I have to back up RickBac on those options. They will work fine and easy resale later. His first set of arrows should have a couple added inches while he learns to keep the arrow on the rest.


----------



## chrstphr (Nov 23, 2005)

I never recommend short limbs if i can help it. I never recommend 23 inch riser unless its a kid. 

The original question was what was better...specifically 25 inch riser and shorts OR 23 inch and mediums. 

That was the question i answered. 

I did not answer what i thought would be best over all which is 25 inch riser and medium limbs. 

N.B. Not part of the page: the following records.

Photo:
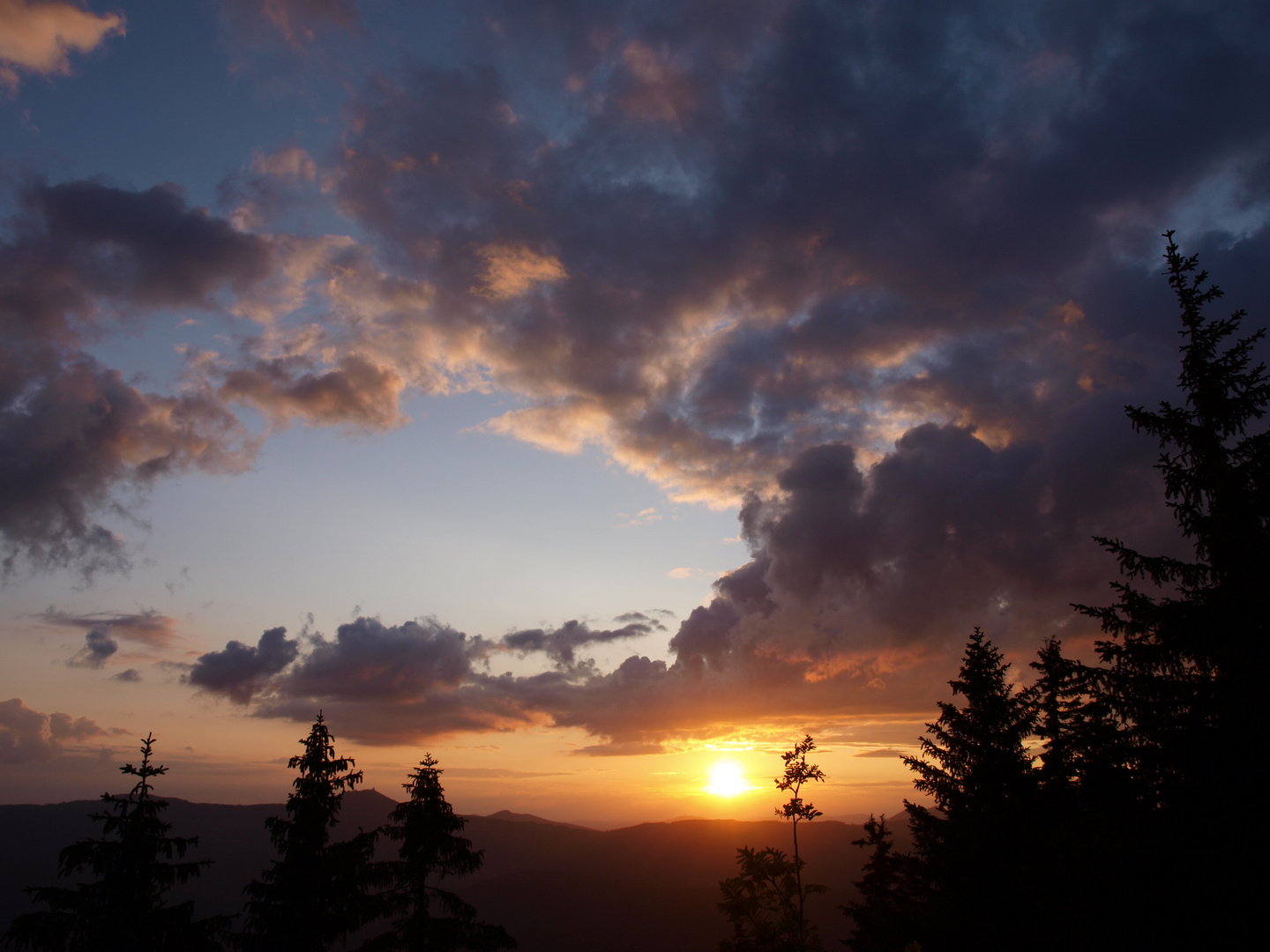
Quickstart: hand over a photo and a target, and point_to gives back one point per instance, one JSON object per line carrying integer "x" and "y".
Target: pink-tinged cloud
{"x": 149, "y": 628}
{"x": 28, "y": 735}
{"x": 79, "y": 257}
{"x": 355, "y": 392}
{"x": 38, "y": 37}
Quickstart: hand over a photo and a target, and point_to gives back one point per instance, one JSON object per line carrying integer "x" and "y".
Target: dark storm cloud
{"x": 98, "y": 648}
{"x": 560, "y": 643}
{"x": 243, "y": 671}
{"x": 79, "y": 257}
{"x": 833, "y": 217}
{"x": 28, "y": 735}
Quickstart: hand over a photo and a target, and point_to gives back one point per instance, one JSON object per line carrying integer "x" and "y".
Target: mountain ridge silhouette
{"x": 556, "y": 886}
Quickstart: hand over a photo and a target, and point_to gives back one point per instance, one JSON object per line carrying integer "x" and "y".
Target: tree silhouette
{"x": 427, "y": 915}
{"x": 883, "y": 918}
{"x": 762, "y": 903}
{"x": 1183, "y": 666}
{"x": 766, "y": 902}
{"x": 132, "y": 865}
{"x": 975, "y": 766}
{"x": 317, "y": 893}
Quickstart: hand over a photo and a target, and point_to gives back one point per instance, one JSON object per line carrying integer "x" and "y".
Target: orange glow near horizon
{"x": 727, "y": 779}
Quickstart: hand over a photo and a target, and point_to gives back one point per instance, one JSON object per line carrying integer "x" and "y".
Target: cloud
{"x": 98, "y": 648}
{"x": 28, "y": 735}
{"x": 147, "y": 628}
{"x": 38, "y": 37}
{"x": 560, "y": 643}
{"x": 79, "y": 258}
{"x": 512, "y": 271}
{"x": 240, "y": 671}
{"x": 862, "y": 589}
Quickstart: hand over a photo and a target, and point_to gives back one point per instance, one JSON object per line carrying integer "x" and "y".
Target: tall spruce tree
{"x": 1188, "y": 643}
{"x": 430, "y": 850}
{"x": 132, "y": 865}
{"x": 318, "y": 891}
{"x": 975, "y": 766}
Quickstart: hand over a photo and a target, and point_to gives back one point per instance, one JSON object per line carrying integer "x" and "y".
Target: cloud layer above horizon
{"x": 882, "y": 276}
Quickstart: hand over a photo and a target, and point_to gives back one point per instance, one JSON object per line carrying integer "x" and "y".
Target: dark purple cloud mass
{"x": 880, "y": 274}
{"x": 243, "y": 671}
{"x": 81, "y": 257}
{"x": 28, "y": 735}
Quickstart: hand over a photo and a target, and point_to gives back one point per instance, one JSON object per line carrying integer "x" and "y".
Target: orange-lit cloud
{"x": 38, "y": 37}
{"x": 513, "y": 270}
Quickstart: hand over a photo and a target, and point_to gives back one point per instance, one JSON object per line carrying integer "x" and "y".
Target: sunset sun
{"x": 727, "y": 779}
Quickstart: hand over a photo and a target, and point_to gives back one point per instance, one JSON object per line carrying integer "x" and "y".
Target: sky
{"x": 600, "y": 397}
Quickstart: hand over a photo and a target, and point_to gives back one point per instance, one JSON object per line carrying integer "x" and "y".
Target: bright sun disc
{"x": 727, "y": 779}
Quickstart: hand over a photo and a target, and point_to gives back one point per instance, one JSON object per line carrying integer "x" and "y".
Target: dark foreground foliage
{"x": 319, "y": 894}
{"x": 131, "y": 866}
{"x": 766, "y": 902}
{"x": 318, "y": 891}
{"x": 1119, "y": 834}
{"x": 426, "y": 914}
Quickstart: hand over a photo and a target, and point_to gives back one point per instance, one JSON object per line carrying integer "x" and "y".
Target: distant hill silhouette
{"x": 556, "y": 886}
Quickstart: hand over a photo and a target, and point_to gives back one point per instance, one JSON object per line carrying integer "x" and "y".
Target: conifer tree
{"x": 132, "y": 865}
{"x": 429, "y": 915}
{"x": 1183, "y": 664}
{"x": 884, "y": 918}
{"x": 317, "y": 893}
{"x": 975, "y": 766}
{"x": 1186, "y": 663}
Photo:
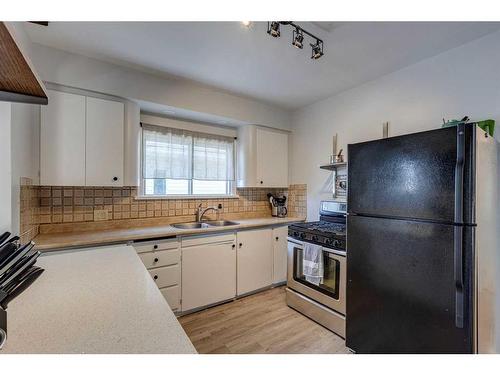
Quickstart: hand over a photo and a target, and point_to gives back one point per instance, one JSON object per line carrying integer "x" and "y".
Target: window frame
{"x": 230, "y": 185}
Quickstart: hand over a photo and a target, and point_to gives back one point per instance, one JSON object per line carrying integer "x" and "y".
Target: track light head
{"x": 273, "y": 29}
{"x": 298, "y": 39}
{"x": 317, "y": 50}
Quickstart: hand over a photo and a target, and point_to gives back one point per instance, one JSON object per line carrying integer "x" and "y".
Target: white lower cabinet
{"x": 166, "y": 276}
{"x": 208, "y": 270}
{"x": 197, "y": 271}
{"x": 280, "y": 248}
{"x": 162, "y": 259}
{"x": 254, "y": 260}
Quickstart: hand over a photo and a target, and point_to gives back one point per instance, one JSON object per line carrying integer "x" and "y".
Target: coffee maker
{"x": 278, "y": 208}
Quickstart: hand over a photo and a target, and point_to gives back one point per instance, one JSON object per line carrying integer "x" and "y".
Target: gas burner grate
{"x": 324, "y": 226}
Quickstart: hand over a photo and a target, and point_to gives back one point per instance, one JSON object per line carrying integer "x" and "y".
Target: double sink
{"x": 204, "y": 224}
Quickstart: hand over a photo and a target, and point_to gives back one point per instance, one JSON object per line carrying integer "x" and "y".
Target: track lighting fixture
{"x": 298, "y": 38}
{"x": 317, "y": 50}
{"x": 273, "y": 29}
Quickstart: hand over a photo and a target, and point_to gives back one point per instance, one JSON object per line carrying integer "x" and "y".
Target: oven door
{"x": 331, "y": 292}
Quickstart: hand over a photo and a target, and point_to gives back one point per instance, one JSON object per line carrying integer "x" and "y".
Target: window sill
{"x": 177, "y": 197}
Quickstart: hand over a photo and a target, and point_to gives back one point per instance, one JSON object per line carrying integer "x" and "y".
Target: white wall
{"x": 459, "y": 82}
{"x": 5, "y": 168}
{"x": 25, "y": 151}
{"x": 74, "y": 70}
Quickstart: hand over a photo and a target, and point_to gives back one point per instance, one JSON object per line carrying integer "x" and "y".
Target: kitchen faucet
{"x": 200, "y": 212}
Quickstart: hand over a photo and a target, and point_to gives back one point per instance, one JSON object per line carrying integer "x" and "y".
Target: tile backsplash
{"x": 297, "y": 200}
{"x": 79, "y": 204}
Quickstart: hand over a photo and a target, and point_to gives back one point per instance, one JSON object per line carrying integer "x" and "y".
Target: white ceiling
{"x": 249, "y": 62}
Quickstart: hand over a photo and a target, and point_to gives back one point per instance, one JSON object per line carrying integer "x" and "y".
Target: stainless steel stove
{"x": 329, "y": 231}
{"x": 324, "y": 303}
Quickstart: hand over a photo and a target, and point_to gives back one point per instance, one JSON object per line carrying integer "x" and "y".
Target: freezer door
{"x": 411, "y": 176}
{"x": 401, "y": 289}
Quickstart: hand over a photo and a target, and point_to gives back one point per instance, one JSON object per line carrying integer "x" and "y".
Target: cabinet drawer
{"x": 166, "y": 276}
{"x": 207, "y": 239}
{"x": 145, "y": 247}
{"x": 173, "y": 296}
{"x": 160, "y": 258}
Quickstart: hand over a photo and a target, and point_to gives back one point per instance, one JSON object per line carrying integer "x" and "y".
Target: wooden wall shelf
{"x": 18, "y": 82}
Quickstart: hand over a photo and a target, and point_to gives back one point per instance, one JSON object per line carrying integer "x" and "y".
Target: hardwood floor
{"x": 260, "y": 323}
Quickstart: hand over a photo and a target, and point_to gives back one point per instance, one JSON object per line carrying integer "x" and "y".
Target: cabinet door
{"x": 279, "y": 254}
{"x": 104, "y": 142}
{"x": 272, "y": 158}
{"x": 254, "y": 260}
{"x": 208, "y": 274}
{"x": 62, "y": 140}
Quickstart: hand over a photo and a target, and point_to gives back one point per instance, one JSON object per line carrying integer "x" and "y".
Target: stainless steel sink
{"x": 204, "y": 224}
{"x": 192, "y": 225}
{"x": 221, "y": 223}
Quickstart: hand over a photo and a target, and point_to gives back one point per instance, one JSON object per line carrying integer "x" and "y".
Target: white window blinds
{"x": 180, "y": 154}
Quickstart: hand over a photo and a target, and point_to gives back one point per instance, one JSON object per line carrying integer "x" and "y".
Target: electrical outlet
{"x": 100, "y": 215}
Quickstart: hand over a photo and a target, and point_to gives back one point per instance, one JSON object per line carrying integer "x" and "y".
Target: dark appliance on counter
{"x": 17, "y": 273}
{"x": 422, "y": 245}
{"x": 278, "y": 208}
{"x": 324, "y": 303}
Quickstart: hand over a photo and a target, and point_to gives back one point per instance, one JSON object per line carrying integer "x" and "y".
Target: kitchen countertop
{"x": 55, "y": 241}
{"x": 99, "y": 300}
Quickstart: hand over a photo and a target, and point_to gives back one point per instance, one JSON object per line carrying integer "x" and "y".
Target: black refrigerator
{"x": 410, "y": 243}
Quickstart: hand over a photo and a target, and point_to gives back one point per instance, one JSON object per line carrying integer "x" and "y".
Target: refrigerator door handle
{"x": 458, "y": 231}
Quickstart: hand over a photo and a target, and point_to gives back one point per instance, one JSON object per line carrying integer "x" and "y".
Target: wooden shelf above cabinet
{"x": 18, "y": 82}
{"x": 333, "y": 166}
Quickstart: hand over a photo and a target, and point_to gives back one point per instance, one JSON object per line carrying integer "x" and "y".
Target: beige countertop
{"x": 56, "y": 241}
{"x": 99, "y": 300}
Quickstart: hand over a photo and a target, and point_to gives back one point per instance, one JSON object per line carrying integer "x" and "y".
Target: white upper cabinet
{"x": 104, "y": 143}
{"x": 62, "y": 140}
{"x": 81, "y": 141}
{"x": 262, "y": 157}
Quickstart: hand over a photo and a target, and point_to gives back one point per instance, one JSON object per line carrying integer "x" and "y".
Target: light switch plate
{"x": 100, "y": 215}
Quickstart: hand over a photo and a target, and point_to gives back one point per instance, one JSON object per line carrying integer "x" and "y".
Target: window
{"x": 181, "y": 162}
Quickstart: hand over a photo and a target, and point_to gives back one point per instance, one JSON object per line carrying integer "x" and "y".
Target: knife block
{"x": 3, "y": 327}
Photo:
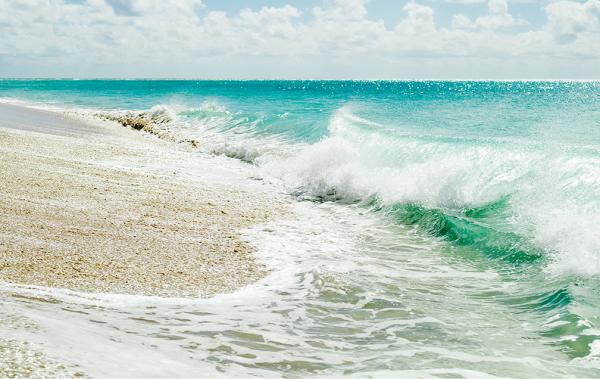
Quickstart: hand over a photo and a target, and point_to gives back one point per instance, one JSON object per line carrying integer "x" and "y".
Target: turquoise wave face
{"x": 507, "y": 172}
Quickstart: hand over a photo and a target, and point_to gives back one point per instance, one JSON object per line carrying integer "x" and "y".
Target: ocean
{"x": 448, "y": 229}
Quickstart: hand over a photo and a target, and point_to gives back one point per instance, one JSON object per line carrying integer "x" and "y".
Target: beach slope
{"x": 79, "y": 210}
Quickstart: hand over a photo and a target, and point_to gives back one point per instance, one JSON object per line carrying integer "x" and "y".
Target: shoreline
{"x": 94, "y": 212}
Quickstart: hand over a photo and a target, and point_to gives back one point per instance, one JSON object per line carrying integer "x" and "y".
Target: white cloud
{"x": 498, "y": 17}
{"x": 153, "y": 33}
{"x": 568, "y": 19}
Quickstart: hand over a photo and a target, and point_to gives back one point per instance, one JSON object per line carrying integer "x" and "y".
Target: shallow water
{"x": 442, "y": 229}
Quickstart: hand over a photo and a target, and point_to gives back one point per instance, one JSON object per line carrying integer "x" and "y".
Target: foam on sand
{"x": 72, "y": 220}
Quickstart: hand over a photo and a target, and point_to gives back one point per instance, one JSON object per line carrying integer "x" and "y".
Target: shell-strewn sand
{"x": 69, "y": 220}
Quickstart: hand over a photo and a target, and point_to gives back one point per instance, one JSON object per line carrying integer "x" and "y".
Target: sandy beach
{"x": 81, "y": 212}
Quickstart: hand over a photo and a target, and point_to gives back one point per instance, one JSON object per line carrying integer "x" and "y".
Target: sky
{"x": 310, "y": 39}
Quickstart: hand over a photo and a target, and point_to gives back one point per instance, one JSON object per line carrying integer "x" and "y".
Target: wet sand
{"x": 72, "y": 218}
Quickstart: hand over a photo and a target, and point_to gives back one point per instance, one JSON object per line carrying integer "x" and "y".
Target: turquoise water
{"x": 466, "y": 214}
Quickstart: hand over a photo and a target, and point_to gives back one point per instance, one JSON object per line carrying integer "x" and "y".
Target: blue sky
{"x": 360, "y": 39}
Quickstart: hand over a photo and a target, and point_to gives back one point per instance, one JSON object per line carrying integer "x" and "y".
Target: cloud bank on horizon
{"x": 333, "y": 39}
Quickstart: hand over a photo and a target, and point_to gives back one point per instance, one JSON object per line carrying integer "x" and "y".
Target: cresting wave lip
{"x": 518, "y": 202}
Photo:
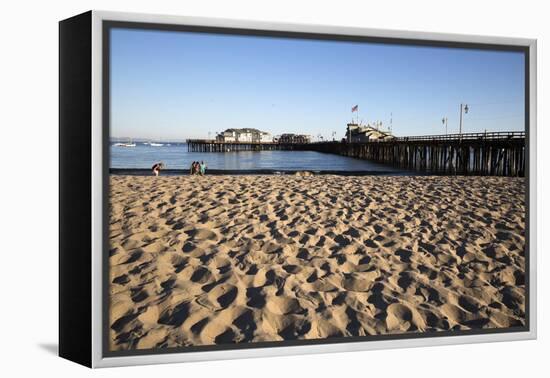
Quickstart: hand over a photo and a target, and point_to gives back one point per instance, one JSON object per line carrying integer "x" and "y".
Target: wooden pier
{"x": 212, "y": 145}
{"x": 492, "y": 153}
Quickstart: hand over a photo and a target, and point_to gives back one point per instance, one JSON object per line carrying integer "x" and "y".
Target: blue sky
{"x": 178, "y": 85}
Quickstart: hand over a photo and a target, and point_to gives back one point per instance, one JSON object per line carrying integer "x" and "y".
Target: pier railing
{"x": 486, "y": 136}
{"x": 488, "y": 153}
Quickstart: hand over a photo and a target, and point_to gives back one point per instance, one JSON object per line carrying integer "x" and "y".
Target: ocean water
{"x": 176, "y": 156}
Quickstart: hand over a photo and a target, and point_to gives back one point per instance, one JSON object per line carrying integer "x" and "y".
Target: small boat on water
{"x": 127, "y": 144}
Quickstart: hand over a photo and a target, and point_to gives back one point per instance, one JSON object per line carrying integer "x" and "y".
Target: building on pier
{"x": 244, "y": 135}
{"x": 293, "y": 139}
{"x": 356, "y": 133}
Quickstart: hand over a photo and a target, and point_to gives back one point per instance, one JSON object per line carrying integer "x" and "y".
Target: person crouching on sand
{"x": 156, "y": 168}
{"x": 202, "y": 168}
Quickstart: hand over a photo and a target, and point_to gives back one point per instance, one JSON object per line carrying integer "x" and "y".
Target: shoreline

Perhaps the better original question would have been " What is the best riser limb combination for me". 


Chris


----------



## Mengtian (May 5, 2016)

chrstphr said:


> I never recommend short limbs if i can help it. I never recommend 23 inch riser unless its a kid.
> 
> The original question was what was better...specifically 25 inch riser and shorts OR 23 inch and mediums.
> 
> ...


Well, I am stuck with my new 25" Hoyt GMX LOL. I could have worded it better. My real curiosity was the mechanics/physics of the combination of risers and limbs. From what I gather from everyone here is : short limbs are not really recommended and if a male and not kid get 25 inch riser unles DL will stay 26" and below.

Thanks for the input

Joe


----------



## theminoritydude (Feb 11, 2013)

Using gender as a basis for the choice of riser size, not a very effective way.


----------